I think it's absolutely ridiculous that when you look for horse meat notmally, you can't find it for love nor money, and when you're not looking for it, it turns out you can't escape the stuff!

Horses are like buses it seems.

Sir Henry

In my teenage drinking years a drinking partner used to always stop at the same burger van after a night's revelry. Once, during a food scare he asked for "a dead horse and whale". The cook didn't bat an eyelid, just gave him his usual burger. This carried on and over the months it mutated into "a dead Orson Wells" which only once got a reaction - the people behind us were so put off their food by the image that they left the queue. Forty years on and I still call a burger a dead Orson Wells. ;D
I speak in syllabubbles.
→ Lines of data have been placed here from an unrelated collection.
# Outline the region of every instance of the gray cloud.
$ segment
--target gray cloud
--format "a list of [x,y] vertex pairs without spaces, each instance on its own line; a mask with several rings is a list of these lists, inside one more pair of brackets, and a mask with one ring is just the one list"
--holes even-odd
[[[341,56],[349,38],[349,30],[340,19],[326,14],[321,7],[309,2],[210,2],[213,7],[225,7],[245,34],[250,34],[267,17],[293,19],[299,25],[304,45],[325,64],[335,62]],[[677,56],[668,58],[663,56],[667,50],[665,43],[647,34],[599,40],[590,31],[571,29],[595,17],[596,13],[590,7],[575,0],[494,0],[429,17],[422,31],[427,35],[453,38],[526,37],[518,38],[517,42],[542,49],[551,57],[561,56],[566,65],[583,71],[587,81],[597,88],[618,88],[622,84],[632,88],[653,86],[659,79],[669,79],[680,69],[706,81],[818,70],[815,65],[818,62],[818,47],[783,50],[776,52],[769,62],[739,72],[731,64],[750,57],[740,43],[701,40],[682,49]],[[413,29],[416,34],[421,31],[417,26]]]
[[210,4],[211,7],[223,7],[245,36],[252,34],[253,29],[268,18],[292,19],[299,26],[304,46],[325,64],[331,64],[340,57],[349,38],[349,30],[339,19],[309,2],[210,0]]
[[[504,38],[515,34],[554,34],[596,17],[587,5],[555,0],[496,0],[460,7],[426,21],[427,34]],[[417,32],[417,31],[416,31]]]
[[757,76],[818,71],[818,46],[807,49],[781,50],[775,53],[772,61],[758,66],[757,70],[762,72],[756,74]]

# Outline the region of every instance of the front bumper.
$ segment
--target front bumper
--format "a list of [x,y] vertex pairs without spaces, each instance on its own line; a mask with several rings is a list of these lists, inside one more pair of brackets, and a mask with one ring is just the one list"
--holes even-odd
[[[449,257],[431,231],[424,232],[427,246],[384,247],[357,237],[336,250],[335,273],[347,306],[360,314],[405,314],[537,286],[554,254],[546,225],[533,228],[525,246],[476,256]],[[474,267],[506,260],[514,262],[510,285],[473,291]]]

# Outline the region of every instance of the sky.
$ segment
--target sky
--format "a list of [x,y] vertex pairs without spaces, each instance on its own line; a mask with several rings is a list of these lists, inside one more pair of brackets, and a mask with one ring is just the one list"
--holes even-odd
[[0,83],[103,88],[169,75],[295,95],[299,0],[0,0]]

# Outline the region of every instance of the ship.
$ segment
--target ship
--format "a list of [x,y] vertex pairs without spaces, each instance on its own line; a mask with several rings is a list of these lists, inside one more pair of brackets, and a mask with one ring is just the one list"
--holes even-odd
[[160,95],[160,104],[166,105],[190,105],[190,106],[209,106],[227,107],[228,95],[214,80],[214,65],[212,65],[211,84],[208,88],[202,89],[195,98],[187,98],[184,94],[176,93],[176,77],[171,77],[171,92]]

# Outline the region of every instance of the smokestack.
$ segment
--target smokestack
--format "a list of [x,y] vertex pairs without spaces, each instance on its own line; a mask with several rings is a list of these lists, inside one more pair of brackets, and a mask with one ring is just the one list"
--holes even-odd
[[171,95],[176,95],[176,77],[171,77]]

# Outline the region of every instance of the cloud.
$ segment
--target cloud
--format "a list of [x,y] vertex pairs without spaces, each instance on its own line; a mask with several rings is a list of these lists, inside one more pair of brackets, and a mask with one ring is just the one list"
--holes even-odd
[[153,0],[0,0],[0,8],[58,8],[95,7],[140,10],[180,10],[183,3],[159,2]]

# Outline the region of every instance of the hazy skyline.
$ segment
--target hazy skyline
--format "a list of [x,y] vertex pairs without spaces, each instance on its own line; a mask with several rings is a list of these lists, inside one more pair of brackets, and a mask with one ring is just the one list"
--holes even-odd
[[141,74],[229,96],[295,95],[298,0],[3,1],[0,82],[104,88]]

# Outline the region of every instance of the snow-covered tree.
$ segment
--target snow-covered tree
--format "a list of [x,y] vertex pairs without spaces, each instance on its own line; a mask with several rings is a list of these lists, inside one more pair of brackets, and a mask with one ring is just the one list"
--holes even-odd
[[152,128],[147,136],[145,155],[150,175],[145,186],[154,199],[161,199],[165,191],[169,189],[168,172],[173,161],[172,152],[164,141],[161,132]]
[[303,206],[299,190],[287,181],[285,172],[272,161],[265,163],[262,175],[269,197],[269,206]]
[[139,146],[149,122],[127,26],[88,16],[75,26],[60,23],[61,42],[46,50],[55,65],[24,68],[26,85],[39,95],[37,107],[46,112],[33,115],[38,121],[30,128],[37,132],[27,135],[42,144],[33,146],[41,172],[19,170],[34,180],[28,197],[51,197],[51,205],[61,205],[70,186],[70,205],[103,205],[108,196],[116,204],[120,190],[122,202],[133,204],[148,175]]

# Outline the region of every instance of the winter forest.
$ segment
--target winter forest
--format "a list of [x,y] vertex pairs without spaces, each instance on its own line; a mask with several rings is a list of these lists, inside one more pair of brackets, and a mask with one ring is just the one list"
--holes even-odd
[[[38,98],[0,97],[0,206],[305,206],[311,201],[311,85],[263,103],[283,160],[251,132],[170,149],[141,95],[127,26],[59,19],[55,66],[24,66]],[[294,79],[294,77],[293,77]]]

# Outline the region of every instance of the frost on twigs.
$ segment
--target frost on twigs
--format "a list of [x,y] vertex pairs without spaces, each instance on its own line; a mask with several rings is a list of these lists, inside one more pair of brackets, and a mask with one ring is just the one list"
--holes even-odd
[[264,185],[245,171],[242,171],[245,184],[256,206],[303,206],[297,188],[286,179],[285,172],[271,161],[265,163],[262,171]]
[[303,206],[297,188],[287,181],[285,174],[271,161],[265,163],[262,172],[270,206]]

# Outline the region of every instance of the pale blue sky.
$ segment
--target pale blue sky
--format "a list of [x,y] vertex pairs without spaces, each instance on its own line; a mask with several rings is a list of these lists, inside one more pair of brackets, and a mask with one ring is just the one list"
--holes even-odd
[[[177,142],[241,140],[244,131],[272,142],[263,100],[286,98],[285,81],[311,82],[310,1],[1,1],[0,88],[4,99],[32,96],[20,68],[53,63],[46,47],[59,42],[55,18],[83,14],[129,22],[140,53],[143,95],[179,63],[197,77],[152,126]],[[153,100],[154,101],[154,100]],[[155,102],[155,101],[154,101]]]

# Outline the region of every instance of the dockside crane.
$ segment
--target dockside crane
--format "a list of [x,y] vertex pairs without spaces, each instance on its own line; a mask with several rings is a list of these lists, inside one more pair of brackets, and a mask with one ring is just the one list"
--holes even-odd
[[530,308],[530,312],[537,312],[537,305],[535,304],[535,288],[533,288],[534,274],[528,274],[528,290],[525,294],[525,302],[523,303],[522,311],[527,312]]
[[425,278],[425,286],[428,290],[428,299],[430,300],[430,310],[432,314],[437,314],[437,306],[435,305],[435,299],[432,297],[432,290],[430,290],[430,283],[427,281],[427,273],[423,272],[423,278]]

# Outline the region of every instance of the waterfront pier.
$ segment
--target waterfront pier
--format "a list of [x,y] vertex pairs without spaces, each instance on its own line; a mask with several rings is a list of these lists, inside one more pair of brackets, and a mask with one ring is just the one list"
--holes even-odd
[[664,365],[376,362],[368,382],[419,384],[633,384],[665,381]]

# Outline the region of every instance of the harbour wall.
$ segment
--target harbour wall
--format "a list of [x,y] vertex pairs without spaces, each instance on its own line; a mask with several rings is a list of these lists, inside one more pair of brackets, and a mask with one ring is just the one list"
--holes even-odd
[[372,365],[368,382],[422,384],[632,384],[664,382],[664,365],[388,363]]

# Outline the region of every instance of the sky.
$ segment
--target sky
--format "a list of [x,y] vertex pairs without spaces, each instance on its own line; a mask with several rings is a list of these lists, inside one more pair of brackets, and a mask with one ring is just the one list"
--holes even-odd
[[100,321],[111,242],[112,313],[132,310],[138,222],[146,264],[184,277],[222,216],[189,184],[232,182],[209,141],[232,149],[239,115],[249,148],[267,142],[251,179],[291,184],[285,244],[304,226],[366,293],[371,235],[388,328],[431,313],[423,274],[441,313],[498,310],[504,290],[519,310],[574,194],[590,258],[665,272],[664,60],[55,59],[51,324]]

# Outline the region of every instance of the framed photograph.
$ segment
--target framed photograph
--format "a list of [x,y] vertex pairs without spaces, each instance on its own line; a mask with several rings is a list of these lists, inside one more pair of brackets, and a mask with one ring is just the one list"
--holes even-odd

They rise to the surface by the force of levity and pop out of my mouth unneeded and unheeded.
Cry "Have at!" and let's lick the togs of Waugh!
Arsed not for whom the bell tolls, it tolls for tea.

Alexis Voltaire

Quote from: SeVeNeVeS on October 10, 2015, 04:27:04 PM
This is why I always hand slaughter all my Cats, Dogs, Squirrels, Rats, mice and the odd foetus.

You are what you eat and God forbid anything alien enter my foodchain.

There was a scandal of horse meat in supermarket food...... Damn the b@strds, Damn them all, that ai'nt healthy, hoofs, mechanically stripped (jet washed) chicken and beef, aaah, that's more comforting.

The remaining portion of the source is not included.